I’m not saying seeking purpose isn’t important — it is, and I know it’s a question I’ll carry for life. But our grandparents didn’t layer all of this onto their lives. Nor, really, did our parents. Raising kids, having a job, taking a two-week summer holiday — that was enough. When did it all get so complicated? I think it got complicated because we got lucky: we inherited a world with more safety, more freedom, and, as a result, far more ways to feel like we’re getting it wrong.

And mothers get the bonus round - being told that raising children should either be their whole purpose or just one of many flawlessly juggled purposes. We’re meant to be tender mothers, loving partners, fun friends, present daughters, financially secure, socially fulfilled, spiritually enriched, well-exercised, with a gua-sha glow and time to volunteer at our children’s schools….who ALSO have full-time careers that bring us some sense of a life purpose.

What I guess I’m offering here - as someone who has pondered on purpose for many-a-year - is a series of maybes. Starting with: maybe we can take the pressure off ourselves a bit. As an ‘older’ millennial, I think we’ve spent so long navel-gazing that we forget a fundamental truth: part of the purpose of life is simply to enjoy it. To notice trees and sunsets and our babies’ hands in ours. To delight in pizza, sea-swimming, belly-laughs. To dance because your body won’t let you not. To sing, be silly, kiss, hug, tell your people you love them. That’s a pretty frickin’ decent purpose. So then maybe the careers, the callings, the life’s work — maybe that’s the side-stuff, not the main event. And maybe if we make it our purpose to enjoy, to notice, to be unadulteratedly unapologetic about who we are, meaning begins to fall into place on its own? Maybe purpose isn’t something we choose. Maybe it was always meant to be the map we wander by, not the mandate we strong-arm ourselves into submission with.
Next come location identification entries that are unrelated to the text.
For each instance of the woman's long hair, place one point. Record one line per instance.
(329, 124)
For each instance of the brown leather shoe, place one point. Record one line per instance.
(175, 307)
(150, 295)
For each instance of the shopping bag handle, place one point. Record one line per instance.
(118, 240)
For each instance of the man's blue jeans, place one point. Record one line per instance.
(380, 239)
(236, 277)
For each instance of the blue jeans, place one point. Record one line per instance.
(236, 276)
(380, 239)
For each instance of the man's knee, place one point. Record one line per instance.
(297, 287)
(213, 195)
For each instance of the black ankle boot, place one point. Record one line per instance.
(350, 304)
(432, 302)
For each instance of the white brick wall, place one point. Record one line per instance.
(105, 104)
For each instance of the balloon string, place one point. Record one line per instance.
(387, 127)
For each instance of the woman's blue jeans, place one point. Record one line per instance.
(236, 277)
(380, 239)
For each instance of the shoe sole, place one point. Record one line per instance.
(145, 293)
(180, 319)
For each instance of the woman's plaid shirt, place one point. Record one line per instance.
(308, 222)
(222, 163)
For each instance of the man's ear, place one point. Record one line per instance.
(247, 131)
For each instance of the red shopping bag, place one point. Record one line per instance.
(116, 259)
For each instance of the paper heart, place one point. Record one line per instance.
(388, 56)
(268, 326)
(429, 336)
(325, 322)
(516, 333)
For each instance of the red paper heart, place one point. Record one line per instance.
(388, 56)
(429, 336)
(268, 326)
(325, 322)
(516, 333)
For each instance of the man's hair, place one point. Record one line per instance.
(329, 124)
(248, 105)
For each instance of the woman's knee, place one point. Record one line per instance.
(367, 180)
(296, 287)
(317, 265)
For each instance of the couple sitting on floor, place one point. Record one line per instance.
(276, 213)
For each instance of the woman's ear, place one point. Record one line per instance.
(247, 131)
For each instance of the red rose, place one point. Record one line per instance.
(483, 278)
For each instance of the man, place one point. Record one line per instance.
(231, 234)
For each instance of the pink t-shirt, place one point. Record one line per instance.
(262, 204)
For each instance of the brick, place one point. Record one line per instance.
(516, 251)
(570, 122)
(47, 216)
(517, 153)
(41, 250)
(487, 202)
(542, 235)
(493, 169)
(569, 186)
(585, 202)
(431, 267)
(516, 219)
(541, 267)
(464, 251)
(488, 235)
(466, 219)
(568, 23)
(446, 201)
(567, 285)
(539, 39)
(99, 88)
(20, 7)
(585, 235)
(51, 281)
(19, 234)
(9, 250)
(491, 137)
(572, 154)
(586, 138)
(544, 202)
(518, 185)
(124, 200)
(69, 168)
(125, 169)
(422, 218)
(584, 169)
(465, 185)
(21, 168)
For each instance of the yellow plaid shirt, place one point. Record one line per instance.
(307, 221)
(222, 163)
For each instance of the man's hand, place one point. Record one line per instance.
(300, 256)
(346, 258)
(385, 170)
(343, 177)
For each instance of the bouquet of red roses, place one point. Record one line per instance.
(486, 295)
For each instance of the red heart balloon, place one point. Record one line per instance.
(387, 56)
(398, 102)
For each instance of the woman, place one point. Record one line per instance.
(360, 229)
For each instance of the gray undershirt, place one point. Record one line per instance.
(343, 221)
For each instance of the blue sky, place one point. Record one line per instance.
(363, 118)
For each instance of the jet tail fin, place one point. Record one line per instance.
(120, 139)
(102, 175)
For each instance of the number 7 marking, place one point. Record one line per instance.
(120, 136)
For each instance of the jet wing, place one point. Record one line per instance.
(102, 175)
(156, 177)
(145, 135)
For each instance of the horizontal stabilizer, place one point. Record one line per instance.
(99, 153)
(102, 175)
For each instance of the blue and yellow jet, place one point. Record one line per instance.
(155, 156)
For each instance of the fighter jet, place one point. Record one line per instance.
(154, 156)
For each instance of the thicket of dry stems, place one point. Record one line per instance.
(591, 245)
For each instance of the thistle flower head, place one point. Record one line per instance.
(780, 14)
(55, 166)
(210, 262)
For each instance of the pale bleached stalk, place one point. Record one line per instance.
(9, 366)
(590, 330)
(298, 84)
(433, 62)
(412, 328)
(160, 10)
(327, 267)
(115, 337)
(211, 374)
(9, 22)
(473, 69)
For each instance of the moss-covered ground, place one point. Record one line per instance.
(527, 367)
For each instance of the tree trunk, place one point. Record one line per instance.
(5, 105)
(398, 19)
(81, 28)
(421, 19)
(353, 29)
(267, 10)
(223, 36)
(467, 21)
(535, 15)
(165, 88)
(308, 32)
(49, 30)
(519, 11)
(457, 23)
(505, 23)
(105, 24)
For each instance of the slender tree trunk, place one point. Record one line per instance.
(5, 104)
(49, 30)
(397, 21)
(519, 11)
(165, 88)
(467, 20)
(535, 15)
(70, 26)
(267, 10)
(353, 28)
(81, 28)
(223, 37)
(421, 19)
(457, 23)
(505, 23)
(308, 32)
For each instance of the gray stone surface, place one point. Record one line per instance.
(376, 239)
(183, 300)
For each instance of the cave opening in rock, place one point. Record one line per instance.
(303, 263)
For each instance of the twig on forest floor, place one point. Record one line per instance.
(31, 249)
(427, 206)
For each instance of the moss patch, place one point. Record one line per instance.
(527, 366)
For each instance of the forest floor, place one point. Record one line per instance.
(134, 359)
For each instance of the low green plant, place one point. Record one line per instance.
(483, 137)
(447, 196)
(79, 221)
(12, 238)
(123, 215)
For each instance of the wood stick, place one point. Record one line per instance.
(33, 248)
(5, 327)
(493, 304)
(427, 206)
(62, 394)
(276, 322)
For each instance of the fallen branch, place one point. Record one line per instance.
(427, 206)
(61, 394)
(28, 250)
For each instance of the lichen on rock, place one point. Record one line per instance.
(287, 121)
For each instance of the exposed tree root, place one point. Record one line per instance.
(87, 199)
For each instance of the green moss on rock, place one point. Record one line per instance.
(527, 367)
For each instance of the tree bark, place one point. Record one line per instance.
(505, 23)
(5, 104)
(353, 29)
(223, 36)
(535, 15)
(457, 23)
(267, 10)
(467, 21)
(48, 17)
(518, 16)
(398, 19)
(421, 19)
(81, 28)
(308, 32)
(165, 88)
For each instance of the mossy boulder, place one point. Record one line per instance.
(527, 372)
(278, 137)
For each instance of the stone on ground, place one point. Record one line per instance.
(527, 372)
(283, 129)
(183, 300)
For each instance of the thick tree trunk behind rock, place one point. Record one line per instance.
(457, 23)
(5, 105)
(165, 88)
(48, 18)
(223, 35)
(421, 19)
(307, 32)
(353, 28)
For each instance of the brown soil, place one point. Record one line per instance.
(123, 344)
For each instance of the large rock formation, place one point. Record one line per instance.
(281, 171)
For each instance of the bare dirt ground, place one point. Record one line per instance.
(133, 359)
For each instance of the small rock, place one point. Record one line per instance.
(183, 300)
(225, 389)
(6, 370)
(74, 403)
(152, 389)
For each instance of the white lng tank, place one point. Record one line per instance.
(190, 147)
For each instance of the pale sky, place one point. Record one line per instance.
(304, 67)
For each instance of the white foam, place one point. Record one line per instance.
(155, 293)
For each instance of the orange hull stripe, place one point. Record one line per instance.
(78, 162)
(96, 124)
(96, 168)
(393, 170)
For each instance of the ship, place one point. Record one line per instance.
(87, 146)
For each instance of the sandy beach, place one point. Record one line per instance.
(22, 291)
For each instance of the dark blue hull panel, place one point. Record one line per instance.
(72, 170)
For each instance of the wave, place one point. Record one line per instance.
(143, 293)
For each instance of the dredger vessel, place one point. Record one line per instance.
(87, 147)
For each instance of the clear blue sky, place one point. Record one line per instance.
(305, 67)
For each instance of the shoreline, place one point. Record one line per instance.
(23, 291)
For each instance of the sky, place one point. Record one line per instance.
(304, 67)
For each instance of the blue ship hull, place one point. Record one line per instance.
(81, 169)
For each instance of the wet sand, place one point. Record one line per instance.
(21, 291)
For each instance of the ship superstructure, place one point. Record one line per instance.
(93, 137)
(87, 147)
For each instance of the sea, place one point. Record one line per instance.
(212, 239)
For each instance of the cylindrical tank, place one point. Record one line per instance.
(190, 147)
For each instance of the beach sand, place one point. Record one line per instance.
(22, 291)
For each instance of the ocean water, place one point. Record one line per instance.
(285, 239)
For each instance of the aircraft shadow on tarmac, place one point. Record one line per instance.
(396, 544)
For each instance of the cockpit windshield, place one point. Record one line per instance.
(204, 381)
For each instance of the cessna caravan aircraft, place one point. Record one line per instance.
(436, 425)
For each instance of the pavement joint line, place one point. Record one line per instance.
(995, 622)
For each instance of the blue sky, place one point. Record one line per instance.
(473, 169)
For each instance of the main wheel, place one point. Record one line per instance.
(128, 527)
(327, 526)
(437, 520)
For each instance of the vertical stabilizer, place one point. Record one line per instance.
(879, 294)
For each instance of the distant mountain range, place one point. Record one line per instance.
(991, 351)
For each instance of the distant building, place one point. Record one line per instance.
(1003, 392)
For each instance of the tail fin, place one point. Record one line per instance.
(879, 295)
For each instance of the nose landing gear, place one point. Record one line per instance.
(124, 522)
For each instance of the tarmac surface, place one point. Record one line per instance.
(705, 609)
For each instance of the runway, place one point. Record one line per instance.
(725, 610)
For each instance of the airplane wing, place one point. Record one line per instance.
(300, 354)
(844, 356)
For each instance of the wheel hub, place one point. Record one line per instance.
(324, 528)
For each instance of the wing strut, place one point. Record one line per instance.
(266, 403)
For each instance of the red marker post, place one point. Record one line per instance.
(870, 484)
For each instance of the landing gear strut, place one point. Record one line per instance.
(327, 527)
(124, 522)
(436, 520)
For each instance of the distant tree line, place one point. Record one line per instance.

And so, I tell my husband, when we’ve gone to bed too late again: if we’re having this conversation, maybe it means we’re lucky. It means our daughter’s illness is in remission for now. It means we found each other, and were lucky enough to have two amazing kids. It means we have an apartment, family, friends, food. And with everything else hurtling around the world right now, maybe the invitation is simply this:

Let your purpose be to enjoy it, just for a little while.